What is better JSON or TEXT field in terms of performance ???
Hi All! Does anybody has worked with json fields? We are planning to use json fields with very large text on it (the hierarchy of our json would be plain (only one level), we are doing some tests over 7MM records, it took like 1m30s to retrieve the information. In this case to get the information we used the function json.filter(name_of_field, '$..xxxx') We have also tested using a TEXT field (and using some string functions) we parsed the information inside the field and we found that sometimes it was quicker it took from 1m30s to 35s. I dont know exactly why the difference on that delta. We need to implement the processes, and need to decide how to move forward.... Does anybody can help me on the decision ??? We know and is a fact, that Monet can beat any DB in terms of performance, and that is why we decided to use it, but now Im worried about this type of queries (against json/text fields) and how long this queries would take if we increase the amount of records.... What would you suggest ?? Thanks in advance! Rgds Ariel
Hi Just a quick note. The JSON functionality was merely added to MonetDB as proof-of-concept without any intention or special data/index structures to make it fast. It simply maps to a straight string representation, which is parsed upon need to get the components. For this particular case, I would simple store the documents as strings that comply with the JSON structure and use regular expression evaluation to pre-filter the candidates, where after the component can be extracted. Scaleable JSON support is definitely and area where a lot can be gained. I would most likely focus on JSON to RELATIONAL mappings, because this covers > 95% of the cases. Rendering back to JSON can be done either at the server side, or as part of the front-end application. Overall technically not difficult, but quite some engineering. Replacing the JSON atom implementation with a fast library is also a way to go. And those in love of FPGAs might embed a fast JSON parser. For performance comparison, the DB2 and Oracle JSON extensions might be a better approach. As far as I recall, also Postgresql uses a BSON structure and some index support. regards, Martin On 05/12/2017 20:28, Ariel Abadi wrote:
Hi All!
Does anybody has worked with json fields?

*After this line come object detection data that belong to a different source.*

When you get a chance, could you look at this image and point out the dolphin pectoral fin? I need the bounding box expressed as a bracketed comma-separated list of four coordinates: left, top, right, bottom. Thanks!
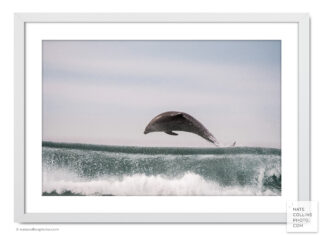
[165, 131, 178, 135]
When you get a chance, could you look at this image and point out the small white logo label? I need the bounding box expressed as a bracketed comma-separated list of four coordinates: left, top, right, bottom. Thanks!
[287, 201, 318, 233]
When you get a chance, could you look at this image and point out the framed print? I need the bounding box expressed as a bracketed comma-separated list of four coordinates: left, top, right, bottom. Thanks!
[15, 13, 310, 223]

We are planning to use json fields with very large text on it (the hierarchy of our json would be plain (only one level), we are doing some tests over 7MM records, it took like 1m30s to retrieve the information. In this case to get the information we used the function json.filter(name_of_field, '$..xxxx')
We have also tested using a TEXT field (and using some string functions) we parsed the information inside the field and we found that sometimes it was quicker it took from 1m30s to 35s. I dont know exactly why the difference on that delta.
We need to implement the processes, and need to decide how to move forward.... Does anybody can help me on the decision ???
We know and is a fact, that Monet can beat any DB in terms of performance, and that is why we decided to use it, but now Im worried about this type of queries (against json/text fields) and how long this queries would take if we increase the amount of records....
What would you suggest ??
Thanks in advance! Rgds Ariel
_______________________________________________ users-list mailing list users-list@monetdb.org https://www.monetdb.org/mailman/listinfo/users-list
Hi Martin!
Thank you very much for your quick answer!!!
Just for me to understand, and since I will move forward using a TEXT field
... in terms of performance is the same to use a TEXT field rather than a
VARCHAR(50000) ... (I know varchar(50000) does not very look nice :D) but,
may be has a better performance ? or is exactly the same ?
Thanks again
Rgds
Ariel
On Tue, Dec 5, 2017 at 6:36 PM, Martin Kersten
Hi
Just a quick note. The JSON functionality was merely added to MonetDB as proof-of-concept without any intention or special data/index structures to make it fast. It simply maps to a straight string representation, which is parsed upon need to get the components. For this particular case, I would simple store the documents as strings that comply with the JSON structure and use regular expression evaluation to pre-filter the candidates, where after the component can be extracted.
Scaleable JSON support is definitely and area where a lot can be gained. I would most likely focus on JSON to RELATIONAL mappings, because this covers > 95% of the cases. Rendering back to JSON can be done either at the server side, or as part of the front-end application. Overall technically not difficult, but quite some engineering. Replacing the JSON atom implementation with a fast library is also a way to go. And those in love of FPGAs might embed a fast JSON parser.
For performance comparison, the DB2 and Oracle JSON extensions might be a better approach. As far as I recall, also Postgresql uses a BSON structure and some index support.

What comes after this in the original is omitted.